People of the Plan: Uplifting Indigenization
The work of influential individuals like Dr. Marie Battiste (EdD) is helping make the University of Saskatchewan (USask) a national leader in Indigenization.
By James ShewagaThe renowned Mi’kmaw scholar, knowledge keeper, and educator from Nova Scotia’s Potlotek First Nation has served as a professor in the College of Education for more than 25 years and is a supporter of the university’s commitment to Indigenization, reconciliation and decolonization. While the university has come a long way, Battiste said there is still plenty of work to be done.
“It’s with great pride that I go out and I tell about what kinds of things we are doing here and indeed we are, I would say, leaps and bounds ahead of most universities across Canada and we will continue to be because we have leadership who believe in this and are working very hard toward achieving these outcomes,” said Battiste, a Harvard and Stanford-educated leader in the Department of Educational Foundations at USask. “But I do think it still needs to grow and there is no end to it. And I think we need to build on the Indigenous languages that are a part of this province, because this is the kind of inheritance that this institution can draw upon.”
The commitment to uplift Indigenization is a key foundation of the new seven-year plan to strengthen the fabric of the university through respectful, meaningful, ethical weaving of First Nations, Métis, and Inuit knowledges, lived experiences, worldviews, and stories into teaching, learning, and research across campus.
“Having Indigenous people at the table of developing the policies and the practices and the principles of this university, having them at the table is a very different kind of framework that we are looking at,” said Battiste, who is a Fellow of the Royal Society of Canada and earned the university’s Distinguished Researcher Award in 2005 and a National Aboriginal Achievement Award in 2008. “If you are going to do Indigenization, it has to be with Indigenous people, it has to be from our perspective, and it has to be within our goals and aspirations for our futures.”
After hosting the first national forum—Building Reconciliation: Universities Answering the TRC’s Calls to Action—in 2015, Battiste said the university needs to continue to work on increasing Indigenous knowledges in courses across campus.
“Indigenous knowledges do not come from within a book and do not come from Euro-centric research. It comes from Indigenous peoples, from their continued living on the land and their continued relationships with each other,” she said. “The maintenance of those relationships is bound through ceremonies and those are the kinds of ways that Indigenous people maintain and keep their culture, language and heritage alive and well.
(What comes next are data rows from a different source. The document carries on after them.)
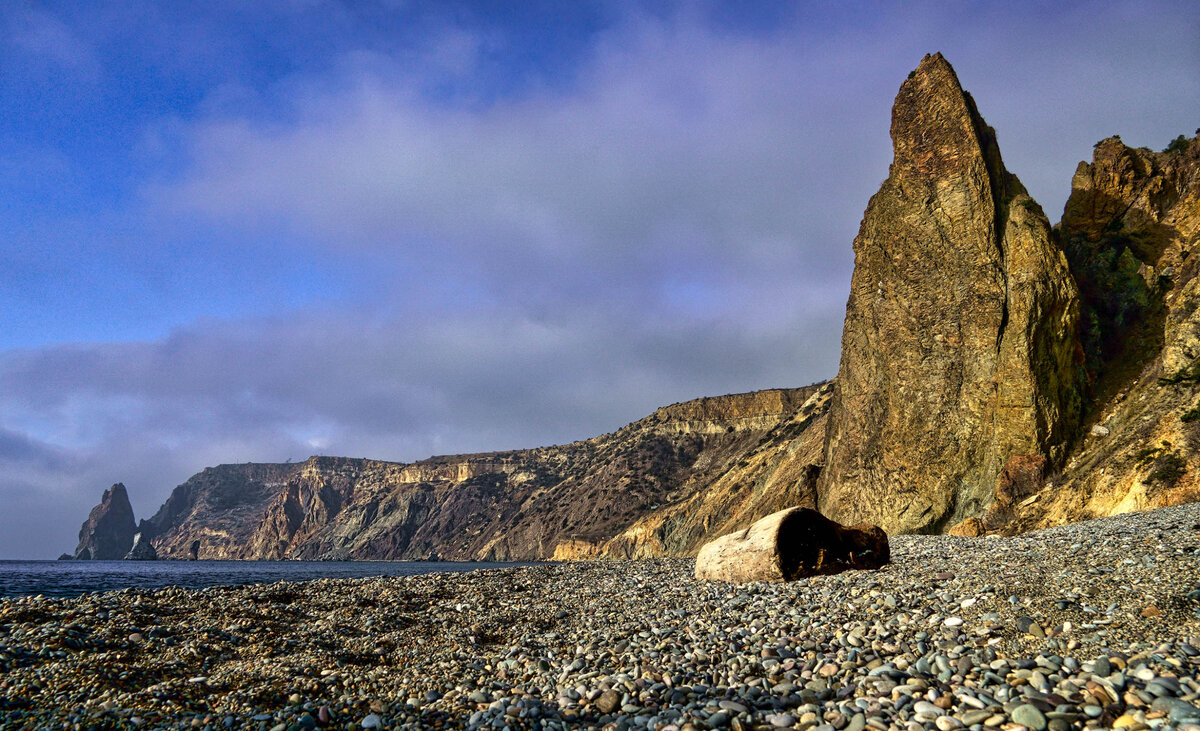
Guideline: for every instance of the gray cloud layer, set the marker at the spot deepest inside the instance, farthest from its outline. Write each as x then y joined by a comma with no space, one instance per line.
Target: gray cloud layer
673,222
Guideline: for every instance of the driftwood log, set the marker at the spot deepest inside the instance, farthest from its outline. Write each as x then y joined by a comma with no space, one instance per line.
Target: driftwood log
792,544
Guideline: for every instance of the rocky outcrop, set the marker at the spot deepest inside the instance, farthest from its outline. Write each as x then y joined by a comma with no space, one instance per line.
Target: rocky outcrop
142,550
959,346
996,375
1132,231
713,461
108,532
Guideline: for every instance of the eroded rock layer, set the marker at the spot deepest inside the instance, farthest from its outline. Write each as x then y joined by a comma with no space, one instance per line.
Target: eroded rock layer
959,343
569,499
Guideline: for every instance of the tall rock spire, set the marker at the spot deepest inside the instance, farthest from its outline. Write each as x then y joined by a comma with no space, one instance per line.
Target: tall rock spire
960,345
108,532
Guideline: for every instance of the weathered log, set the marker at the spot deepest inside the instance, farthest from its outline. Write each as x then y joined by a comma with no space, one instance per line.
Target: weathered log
792,544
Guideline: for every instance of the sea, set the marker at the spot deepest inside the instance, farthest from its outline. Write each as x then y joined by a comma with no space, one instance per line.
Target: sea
76,577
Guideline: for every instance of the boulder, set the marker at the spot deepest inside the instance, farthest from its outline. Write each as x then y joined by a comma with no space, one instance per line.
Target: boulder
108,532
792,544
960,345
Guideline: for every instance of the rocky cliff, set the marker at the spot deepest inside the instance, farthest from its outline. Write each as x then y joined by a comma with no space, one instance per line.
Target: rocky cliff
1132,231
108,532
517,504
959,343
996,375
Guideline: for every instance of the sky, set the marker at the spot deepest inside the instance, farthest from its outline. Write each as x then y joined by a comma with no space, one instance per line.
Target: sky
243,232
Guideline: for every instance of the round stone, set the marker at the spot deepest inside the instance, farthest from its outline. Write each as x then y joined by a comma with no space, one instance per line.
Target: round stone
1029,717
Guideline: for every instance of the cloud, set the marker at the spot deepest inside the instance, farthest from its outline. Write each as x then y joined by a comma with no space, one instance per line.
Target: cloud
529,253
45,37
151,414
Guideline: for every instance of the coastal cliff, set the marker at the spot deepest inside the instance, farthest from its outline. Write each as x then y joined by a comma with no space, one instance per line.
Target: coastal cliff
997,375
510,505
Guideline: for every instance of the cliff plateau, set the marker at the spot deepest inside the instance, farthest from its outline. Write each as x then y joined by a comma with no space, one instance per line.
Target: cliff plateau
567,501
997,375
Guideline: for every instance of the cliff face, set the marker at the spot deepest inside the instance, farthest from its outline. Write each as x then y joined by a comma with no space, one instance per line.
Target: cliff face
996,375
511,505
959,343
108,532
1132,227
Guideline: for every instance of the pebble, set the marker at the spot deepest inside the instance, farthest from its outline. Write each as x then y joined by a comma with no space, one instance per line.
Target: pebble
1043,630
1029,717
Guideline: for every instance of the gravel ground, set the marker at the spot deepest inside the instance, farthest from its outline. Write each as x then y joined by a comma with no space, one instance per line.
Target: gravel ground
1086,625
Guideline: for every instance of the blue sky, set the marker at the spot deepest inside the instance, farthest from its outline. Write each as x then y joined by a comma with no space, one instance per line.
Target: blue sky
255,232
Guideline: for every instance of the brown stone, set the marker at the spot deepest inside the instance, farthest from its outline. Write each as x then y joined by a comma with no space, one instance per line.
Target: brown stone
959,346
792,544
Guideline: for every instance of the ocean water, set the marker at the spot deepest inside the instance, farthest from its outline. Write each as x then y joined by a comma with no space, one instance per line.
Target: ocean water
76,577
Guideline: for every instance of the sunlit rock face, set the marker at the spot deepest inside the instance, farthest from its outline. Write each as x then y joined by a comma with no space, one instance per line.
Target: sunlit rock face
1132,233
959,348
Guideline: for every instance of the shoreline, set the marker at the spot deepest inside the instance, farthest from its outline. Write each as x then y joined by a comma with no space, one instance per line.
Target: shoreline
1091,624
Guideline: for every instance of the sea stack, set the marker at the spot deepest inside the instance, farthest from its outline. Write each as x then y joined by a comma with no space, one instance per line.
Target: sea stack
108,532
960,347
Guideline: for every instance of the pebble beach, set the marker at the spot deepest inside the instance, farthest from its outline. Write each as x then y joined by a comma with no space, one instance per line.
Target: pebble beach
1089,625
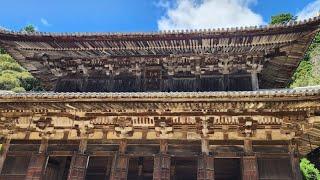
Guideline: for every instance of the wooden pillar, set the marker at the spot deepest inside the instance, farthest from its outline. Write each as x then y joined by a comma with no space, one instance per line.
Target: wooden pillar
162,163
205,167
38,162
4,151
120,163
254,80
249,162
295,163
79,163
205,163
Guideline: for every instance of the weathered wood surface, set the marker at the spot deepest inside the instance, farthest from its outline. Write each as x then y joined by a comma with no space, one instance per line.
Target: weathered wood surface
205,167
162,59
250,168
78,167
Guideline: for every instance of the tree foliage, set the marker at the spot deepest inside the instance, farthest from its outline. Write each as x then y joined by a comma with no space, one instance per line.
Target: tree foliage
15,78
308,71
282,18
308,170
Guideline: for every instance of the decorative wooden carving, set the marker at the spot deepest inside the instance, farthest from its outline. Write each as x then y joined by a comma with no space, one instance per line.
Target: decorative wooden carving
247,126
78,166
161,167
249,168
36,166
163,131
205,167
120,167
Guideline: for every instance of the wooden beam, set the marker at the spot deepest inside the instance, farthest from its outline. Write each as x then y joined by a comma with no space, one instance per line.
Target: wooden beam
205,167
4,151
120,163
38,162
162,163
249,168
79,162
And this institution has a role to play in making that possible for them to continue to build upon and grow.”
The University the World Needs
People of the plan
The University of Saskatchewan’s new seven-year plan through to 2025 is titled The University the World Needs and has been gifted the Indigenous names nīkānītān manācihitowinihk (Cree) and ni manachīhitoonaan (Michif), which translate to “Let us lead with respect.” In each issue of On Campus News in 2019, we will take a look at the 12 major goals of the new plan by profiling individuals involved in the university’s commitment to Courageous Curiosity, Boundless Collaboration and Inspired Communities.